Cisco's Talos group has released critical security patches for the widely used open-source antivirus engine, ClamAV. Versions 1.5.3 and 1.4.5 address a total of seven vulnerabilities, some of which have existed in the codebase for up to two decades. These flaws, primarily located in the engine's handling of executable and archive file formats, could allow attackers to crash the scanner, leading to denial-of-service conditions, or potentially execute arbitrary code.

The majority of the patched vulnerabilities reside within the packer and PE (Portable Executable) parsing code, which is responsible for dissecting executable files. CVE-2026-20213, for instance, is an integer overflow in the PE rebuild size calculation that can be triggered by a malformed Aspack-packed file, resulting in a heap buffer overflow write. Similarly, CVE-2026-20214 addresses an FSG unpacker loop underflow that could write past the section array when scanning a crafted PE file. The FSG issue is particularly concerning as it has been present in ClamAV builds since 2004.

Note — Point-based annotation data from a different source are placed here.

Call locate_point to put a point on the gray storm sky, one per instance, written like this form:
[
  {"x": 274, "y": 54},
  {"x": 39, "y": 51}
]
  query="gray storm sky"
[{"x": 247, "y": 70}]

Further complicating the landscape, CVE-2026-20217, a bug in the PESpin unpacker cleanup path, could lead to the freeing of pointers into the scanned file buffer, causing the scanner to crash. This vulnerability has been part of the code since 2005. These PE-related flaws highlight the persistent challenges in securely parsing complex and potentially malicious file formats, even in mature software.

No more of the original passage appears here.